This is positive news for the industry as a whole, as the degree apprenticeship route ensures that quality, well-skilled and experienced new blood is regularly entering the work force, helping to ease the skills shortage.
Across the five years, degree apprentices combine in-class and laboratory technical learning with hands-on practical experiences. They learn about engineering in the areas of geotechnics, materials and structures, then get to apply this knowledge on site, working alongside practicing civil engineers in different areas and at different stages of their careers.
To enter a degree apprenticeship, a candidate must secure employment with a relevant civil engineering firm, who will then pay for the tuition on top of providing a salary. The universities will help the applicants to find this employment, with each institution having links to quality local firms.

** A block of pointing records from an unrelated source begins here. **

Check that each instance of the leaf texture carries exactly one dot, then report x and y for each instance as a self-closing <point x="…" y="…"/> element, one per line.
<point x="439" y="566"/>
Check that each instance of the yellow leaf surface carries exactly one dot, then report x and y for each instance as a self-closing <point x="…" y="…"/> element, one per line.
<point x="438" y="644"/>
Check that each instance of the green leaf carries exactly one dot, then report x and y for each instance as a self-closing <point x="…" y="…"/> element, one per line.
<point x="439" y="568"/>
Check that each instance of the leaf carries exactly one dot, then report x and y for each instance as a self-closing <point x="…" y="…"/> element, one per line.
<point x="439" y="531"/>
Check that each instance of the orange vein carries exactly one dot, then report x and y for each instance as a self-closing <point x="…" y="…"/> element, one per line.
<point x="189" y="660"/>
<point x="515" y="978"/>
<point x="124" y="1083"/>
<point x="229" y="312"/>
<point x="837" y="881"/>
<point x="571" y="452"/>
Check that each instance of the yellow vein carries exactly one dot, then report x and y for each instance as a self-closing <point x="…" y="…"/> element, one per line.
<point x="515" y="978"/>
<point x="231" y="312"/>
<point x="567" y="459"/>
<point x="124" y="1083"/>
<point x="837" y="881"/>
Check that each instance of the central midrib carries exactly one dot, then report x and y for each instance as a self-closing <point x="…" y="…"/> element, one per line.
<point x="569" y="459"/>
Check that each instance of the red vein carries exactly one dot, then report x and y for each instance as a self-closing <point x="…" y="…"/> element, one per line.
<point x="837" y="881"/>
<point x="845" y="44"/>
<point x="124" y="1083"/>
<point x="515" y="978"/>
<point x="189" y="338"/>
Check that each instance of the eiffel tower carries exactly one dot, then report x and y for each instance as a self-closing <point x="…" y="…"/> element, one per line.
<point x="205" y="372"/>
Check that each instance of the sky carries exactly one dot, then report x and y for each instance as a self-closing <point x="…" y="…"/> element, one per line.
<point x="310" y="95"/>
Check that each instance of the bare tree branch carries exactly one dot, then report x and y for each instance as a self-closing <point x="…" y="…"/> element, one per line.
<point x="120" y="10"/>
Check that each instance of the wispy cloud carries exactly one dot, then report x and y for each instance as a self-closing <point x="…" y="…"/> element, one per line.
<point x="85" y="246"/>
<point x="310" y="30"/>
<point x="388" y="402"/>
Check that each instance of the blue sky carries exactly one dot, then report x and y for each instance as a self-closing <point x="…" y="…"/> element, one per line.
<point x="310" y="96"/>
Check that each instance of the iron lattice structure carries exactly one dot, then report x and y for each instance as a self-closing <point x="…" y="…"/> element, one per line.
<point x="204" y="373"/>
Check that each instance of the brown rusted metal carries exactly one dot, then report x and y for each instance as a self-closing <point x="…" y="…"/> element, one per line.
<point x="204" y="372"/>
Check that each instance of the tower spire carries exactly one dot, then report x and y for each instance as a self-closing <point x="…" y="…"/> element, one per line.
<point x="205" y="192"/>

NCE’s degree apprentice of the year Dimple Parmar is in the midst of her degree apprenticeship course and is full of praise for the course option. The young engineer is working for Laing O’Rourke while studying and believes she is already ahead in her career even though she hasn’t yet graduated.
The degree apprenticeships are not just for secondary school graduates, though, as they provide flexible routes of entry into civil engineering for people of all ages and experiences. Many people who are already working within civil engineering decide to join the degree apprenticeship course as a way to upskill and further their careers.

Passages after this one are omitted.